Susan Cummins: You have received recognition through prizes like the 2010 Francoise van den Bosch award and your work has been collected by museums in New Zealand and Europe. You have certainly taken the lead in producing some of the most challenging contemporary jewelry this field has ever seen. What are you thinking?
Lisa Walker: Thank you! I’ll cut and paste that for my next book, like a show off. There’s often a fine line between showing off and informing people about what you do, (like Facebook, etc) or total overkill. It’s almost an uncomfortable experience to post and post and email and email about yourself, sort of hand over eyes and click. Anyway I haven’t really answered you. What am I thinking? In a sentence, I’m thinking about jewelry, about art, about materials, about ideas, about no ideas, about how far I can go that it still makes sense, about resonance, about love, about life, culture, about myself, about the world, politics, about that innate humanness and wonder in brilliant work, about what is good – and that will do for now.
Yes, I think jewelry should of course be wearable, otherwise it’s not jewelry. I think jewelry should have a relationship to the body in some way. How you interpret this is a big place. Some pieces will be comfortable to wear, some won’t. I have stepped out of wearability at different times, making pieces that don’t have a connection to the body, to see what happens. However these pieces are still part of my jewelry practice – for a while I called them ‘Objects that are too big to be jewelry.’ Every now and then I make a piece that just doesn’t belong on the body, it needs a different context for it to make sense and wouldn’t work otherwise.
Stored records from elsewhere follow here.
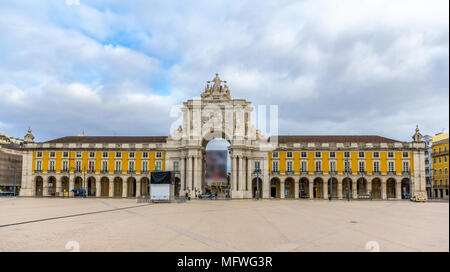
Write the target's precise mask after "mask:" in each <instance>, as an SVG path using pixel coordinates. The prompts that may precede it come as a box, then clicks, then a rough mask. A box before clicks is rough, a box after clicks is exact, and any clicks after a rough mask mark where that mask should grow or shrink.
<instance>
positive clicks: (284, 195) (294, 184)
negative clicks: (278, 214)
mask: <svg viewBox="0 0 450 272" xmlns="http://www.w3.org/2000/svg"><path fill="white" fill-rule="evenodd" d="M284 191H285V193H284V197H285V198H294V197H295V180H294V178H292V177H287V178H286V179H285V180H284Z"/></svg>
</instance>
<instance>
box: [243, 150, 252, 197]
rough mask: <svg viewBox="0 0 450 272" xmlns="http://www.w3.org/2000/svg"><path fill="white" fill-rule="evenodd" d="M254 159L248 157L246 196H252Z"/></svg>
mask: <svg viewBox="0 0 450 272" xmlns="http://www.w3.org/2000/svg"><path fill="white" fill-rule="evenodd" d="M252 170H253V167H252V159H250V158H248V157H247V187H246V188H245V190H246V196H245V197H246V198H252V192H253V189H252Z"/></svg>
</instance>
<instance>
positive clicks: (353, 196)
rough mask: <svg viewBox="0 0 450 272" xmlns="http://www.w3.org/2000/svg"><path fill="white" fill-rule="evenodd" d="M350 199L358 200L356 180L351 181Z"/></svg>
mask: <svg viewBox="0 0 450 272" xmlns="http://www.w3.org/2000/svg"><path fill="white" fill-rule="evenodd" d="M352 198H353V199H357V198H358V180H352Z"/></svg>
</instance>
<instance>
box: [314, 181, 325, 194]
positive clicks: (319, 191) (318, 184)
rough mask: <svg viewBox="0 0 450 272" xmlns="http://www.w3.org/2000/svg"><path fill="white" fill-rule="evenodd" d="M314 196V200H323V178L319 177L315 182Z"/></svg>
mask: <svg viewBox="0 0 450 272" xmlns="http://www.w3.org/2000/svg"><path fill="white" fill-rule="evenodd" d="M313 186H314V188H313V196H314V198H323V195H324V191H323V179H322V178H321V177H317V178H315V179H314V182H313Z"/></svg>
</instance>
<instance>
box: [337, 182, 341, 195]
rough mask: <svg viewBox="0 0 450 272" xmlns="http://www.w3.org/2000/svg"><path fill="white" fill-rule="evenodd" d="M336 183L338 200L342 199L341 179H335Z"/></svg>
mask: <svg viewBox="0 0 450 272" xmlns="http://www.w3.org/2000/svg"><path fill="white" fill-rule="evenodd" d="M337 181H338V199H342V179H337Z"/></svg>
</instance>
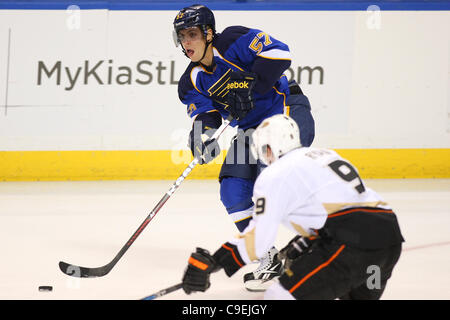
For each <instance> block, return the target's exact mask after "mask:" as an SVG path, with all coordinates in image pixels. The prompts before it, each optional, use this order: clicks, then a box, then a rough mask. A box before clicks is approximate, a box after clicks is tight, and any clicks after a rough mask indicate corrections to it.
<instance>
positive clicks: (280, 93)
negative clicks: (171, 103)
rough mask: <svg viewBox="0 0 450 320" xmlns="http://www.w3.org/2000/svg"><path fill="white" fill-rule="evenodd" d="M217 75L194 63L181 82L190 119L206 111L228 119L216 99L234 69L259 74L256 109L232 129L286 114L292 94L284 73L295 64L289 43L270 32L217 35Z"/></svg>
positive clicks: (247, 115) (225, 114)
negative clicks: (285, 109) (279, 39)
mask: <svg viewBox="0 0 450 320" xmlns="http://www.w3.org/2000/svg"><path fill="white" fill-rule="evenodd" d="M212 46H213V52H214V58H213V59H214V62H215V64H216V68H215V70H214V72H209V71H207V70H206V69H205V68H204V67H203V66H202V65H201V64H199V63H193V62H191V63H190V64H189V66H188V67H187V69H186V71H185V72H184V74H183V75H182V76H181V79H180V81H179V83H178V95H179V98H180V100H181V101H182V102H183V103H184V104H185V105H186V106H187V113H188V115H189V116H190V117H192V118H193V117H195V116H196V115H198V114H200V113H204V112H211V111H219V112H220V114H221V116H222V118H226V117H227V116H228V114H229V113H228V112H227V111H226V110H225V109H224V107H225V105H224V104H223V103H220V102H219V101H216V100H213V99H212V95H213V94H214V93H216V91H217V90H220V89H221V87H222V86H223V84H224V83H223V82H224V81H225V80H226V77H224V75H225V74H226V73H227V72H229V71H230V69H231V70H241V71H246V72H253V73H255V74H256V75H257V80H256V84H255V87H254V90H253V98H254V100H255V102H254V105H255V107H254V109H252V110H251V111H250V112H249V113H248V114H247V116H246V117H245V118H243V119H241V120H240V121H236V120H233V121H232V122H231V125H232V126H236V125H237V126H238V127H239V128H241V129H244V130H245V129H248V128H252V127H256V126H257V125H258V124H259V123H261V122H262V121H263V120H264V119H265V118H267V117H270V116H272V115H274V114H279V113H283V111H284V107H285V106H286V99H287V97H288V95H289V90H288V80H287V78H286V76H285V75H284V74H283V73H284V71H285V70H286V69H287V68H289V66H290V64H291V55H290V52H289V48H288V46H287V45H286V44H284V43H282V42H280V41H278V40H276V39H274V38H273V37H271V36H269V35H268V34H267V33H265V32H263V31H261V30H257V29H249V28H246V27H242V26H233V27H228V28H226V29H225V30H224V31H223V32H222V33H219V34H216V36H215V37H214V40H213V43H212Z"/></svg>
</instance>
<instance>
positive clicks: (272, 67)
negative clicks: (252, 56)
mask: <svg viewBox="0 0 450 320" xmlns="http://www.w3.org/2000/svg"><path fill="white" fill-rule="evenodd" d="M253 34H254V36H253V38H251V39H250V43H249V45H248V52H249V54H251V55H252V56H253V57H254V63H253V67H252V70H251V71H252V72H253V73H254V74H256V76H257V78H256V84H255V87H254V90H255V92H257V93H259V94H265V93H267V92H268V91H269V90H270V89H271V88H272V87H273V86H274V85H275V83H276V82H277V81H278V79H279V78H280V77H281V76H282V74H283V73H284V72H285V71H286V69H288V68H289V66H290V65H291V53H290V51H289V47H288V46H287V45H286V44H284V43H283V42H281V41H279V40H277V39H275V38H273V37H271V36H270V35H269V34H267V33H265V32H263V31H259V30H256V31H254V32H253Z"/></svg>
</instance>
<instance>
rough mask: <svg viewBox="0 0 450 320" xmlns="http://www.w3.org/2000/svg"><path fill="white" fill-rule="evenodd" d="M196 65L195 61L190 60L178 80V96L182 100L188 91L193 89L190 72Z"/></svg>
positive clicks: (186, 93) (191, 90) (192, 89)
mask: <svg viewBox="0 0 450 320" xmlns="http://www.w3.org/2000/svg"><path fill="white" fill-rule="evenodd" d="M197 65H198V64H197V63H193V62H191V63H190V64H189V65H188V66H187V68H186V70H185V71H184V73H183V75H182V76H181V78H180V81H178V97H179V98H180V100H183V99H184V97H185V96H186V94H187V93H188V92H189V91H192V90H194V89H195V88H194V85H193V83H192V79H191V72H192V69H194V68H195V67H196V66H197Z"/></svg>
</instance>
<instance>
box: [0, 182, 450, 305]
mask: <svg viewBox="0 0 450 320" xmlns="http://www.w3.org/2000/svg"><path fill="white" fill-rule="evenodd" d="M172 183H173V181H169V180H167V181H100V182H99V181H96V182H2V183H0V237H1V238H0V241H1V242H0V243H1V251H0V252H1V253H0V254H1V262H0V275H1V280H0V299H3V300H5V299H8V300H9V299H101V300H106V299H112V300H116V299H140V298H142V297H144V296H146V295H149V294H151V293H153V292H156V291H158V290H160V289H163V288H166V287H169V286H171V285H173V284H176V283H178V282H180V280H181V277H182V273H183V270H184V268H185V266H186V262H187V258H188V257H189V255H190V253H191V252H192V251H193V250H194V249H195V247H196V246H200V247H203V248H206V249H209V250H210V251H212V252H214V251H215V250H216V249H217V248H218V247H219V246H220V245H221V244H222V243H223V242H225V241H226V240H227V239H229V238H230V237H232V236H233V235H234V234H236V233H237V229H236V228H235V226H234V225H233V223H232V222H231V219H230V218H229V217H228V216H227V213H226V211H225V209H224V208H223V206H222V204H221V202H220V199H219V184H218V183H217V182H216V181H195V180H187V181H184V182H183V183H182V185H181V186H180V188H179V189H178V190H177V192H176V193H175V194H174V195H173V196H172V198H170V199H169V201H168V202H167V203H166V204H165V206H164V207H163V208H162V209H161V211H160V212H159V213H158V214H157V215H156V217H155V218H154V219H153V220H152V221H151V222H150V224H149V225H148V226H147V228H146V229H145V230H144V232H143V233H142V234H141V235H140V236H139V237H138V239H137V240H136V242H135V243H134V244H133V245H132V247H131V248H130V249H129V250H128V252H127V253H126V254H125V255H124V256H123V257H122V259H121V260H120V261H119V262H118V264H117V265H116V267H115V268H114V269H113V270H112V271H111V272H110V273H109V274H108V275H107V276H105V277H102V278H95V279H78V278H72V277H68V276H66V275H64V274H63V273H62V272H61V271H60V270H59V267H58V262H59V261H60V260H62V261H66V262H69V263H73V264H78V265H81V266H87V267H98V266H102V265H104V264H106V263H108V262H109V261H110V260H111V259H112V258H113V257H114V256H115V255H116V254H117V252H118V251H119V250H120V248H121V247H122V246H123V245H124V244H125V243H126V241H127V240H128V239H129V237H130V236H131V235H132V234H133V233H134V231H135V230H136V229H137V227H138V226H139V225H140V224H141V222H142V221H143V220H144V219H145V218H146V217H147V215H148V214H149V213H150V211H151V209H152V208H153V207H154V206H155V205H156V203H157V202H158V201H159V200H160V199H161V197H162V196H163V195H164V193H165V192H166V191H167V190H168V189H169V188H170V186H171V185H172ZM366 183H367V184H368V185H369V186H370V187H372V188H374V189H375V190H377V191H378V192H379V193H380V194H381V195H382V196H383V197H384V198H385V200H386V201H388V202H389V203H390V204H391V206H392V207H393V208H394V210H395V212H396V213H397V215H398V219H399V222H400V226H401V229H402V232H403V235H404V237H405V239H406V243H405V244H404V251H403V253H402V256H401V257H400V261H399V262H398V264H397V267H396V269H395V270H394V273H393V276H392V278H391V279H390V281H389V282H388V286H387V289H386V291H385V293H384V295H383V297H382V298H383V299H450V180H449V179H430V180H427V179H424V180H421V179H418V180H368V181H366ZM292 236H293V234H292V233H291V232H290V231H288V230H286V229H284V228H283V227H280V229H279V235H278V239H277V243H276V244H277V246H278V247H281V246H282V245H283V244H284V243H285V242H287V241H288V240H289V239H290V238H291V237H292ZM256 266H257V265H251V266H246V267H244V268H243V269H241V270H240V271H239V272H238V273H237V274H236V275H234V276H233V277H232V278H227V277H226V276H225V274H224V273H223V272H219V273H215V274H213V275H212V276H211V282H212V285H211V288H210V289H209V290H208V291H207V292H206V293H196V294H191V295H189V296H187V295H185V294H184V293H183V291H182V290H179V291H177V292H174V293H171V294H169V295H167V296H165V297H163V298H164V299H205V300H206V299H207V300H222V299H237V300H247V299H262V296H263V295H262V294H261V293H251V292H247V291H246V290H245V289H244V286H243V283H242V276H243V274H244V273H246V272H249V271H251V270H252V269H254V268H256ZM40 285H51V286H53V292H39V291H38V286H40ZM163 298H161V299H163Z"/></svg>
Where did you receive your academic training? How did it develop your way of working and thinking about jewelry?
I studied craft and design for two years at the Otago Polytechnic art school in Dunedin under Georg Beer, then six years in the jewelry class at the Arts Academy in Munich under Otto Künzli. Growing up in New Zealand and studying in Dunedin was all vital information that informed my pieces.
Likewise, studying in Munich at the academy with Otto, being surrounded by quality and stimulation, the search for perfection, celebrating our roles as artists.
Yes isn’t it weird! Powderly is a name on a house I saw in Melbourne recently, very odd, I’ve never seen this word before and even more unusual to name a house this. I’ve been interested in unusual poetic titles for my exhibitions lately, words that can mean many things, are quite strange the way they’re written and spoken and have something to do with my work.
How does the title relate to the work in the show?
It is unusual, may have several meanings, sits in an odd almost unplaceable place, initiates a feeling or an atmosphere, is simply interesting and good.
There are two books published that are about you and your work. One titled Lisa Walker from 2011 and another from 2008 called Unwearable. How were these projects produced? How much were you the driving force?
Unwearable from 2008 was a project initiated by Andy Lim from Darling Publications, Cologne/New York. He’d already been making the book Metrosideros Robusta with my partner Karl Fritsch and approached me about making a book too. It grew from there and grew and grew and grew . . . The other book you mentioned, Lisa Walker: Wearable, was my idea and produced alongside the celebratory exhibitions surrounding my win of the Francoise van den Bosch award in 2010. It made sense to make a special book for this occasion that would travel with the exhibitions. I worked with Braunbuch Publications, Wellington/Munich on this. We decided to document pieces and projects from 2008 to 2010.
My studio is filled with materials collected over many years. They come from a lot of different places, whether I’ve bought them in shops or online, found them (on the street, etc) or been given them. The pieces I find myself have to resonate with me in some way, I’m very selective about what enters my workshop. The materials I’m gifted enter automatically, someone has chosen something for me with my work in mind and this is enough for it to enter. No, I’m not commenting directly on our material culture, but I collect materials and express myself though this culture. I don’t really see myself as commenting on something – I’m working with jewelry and art issues and exploring what is possible. I’m researching a practice that has its own path and tells me what to do, but needs too a kick up the bum and concrete decisions at times. I’m working within the perimeters of jewelry, but acknowledge that breaks from the big jewelry questions are just as important.
There is a joyfulness and innocent kind of glee about your work. Is that a reflection of who you are?
I’ll just ask Karl . . .
Lisa: Karl! Am I joyful, innocent and full of glee?
Karl: Bugger off, darling. Mia is crying, my potatoes are boiling over and I’m in the middle of soldering.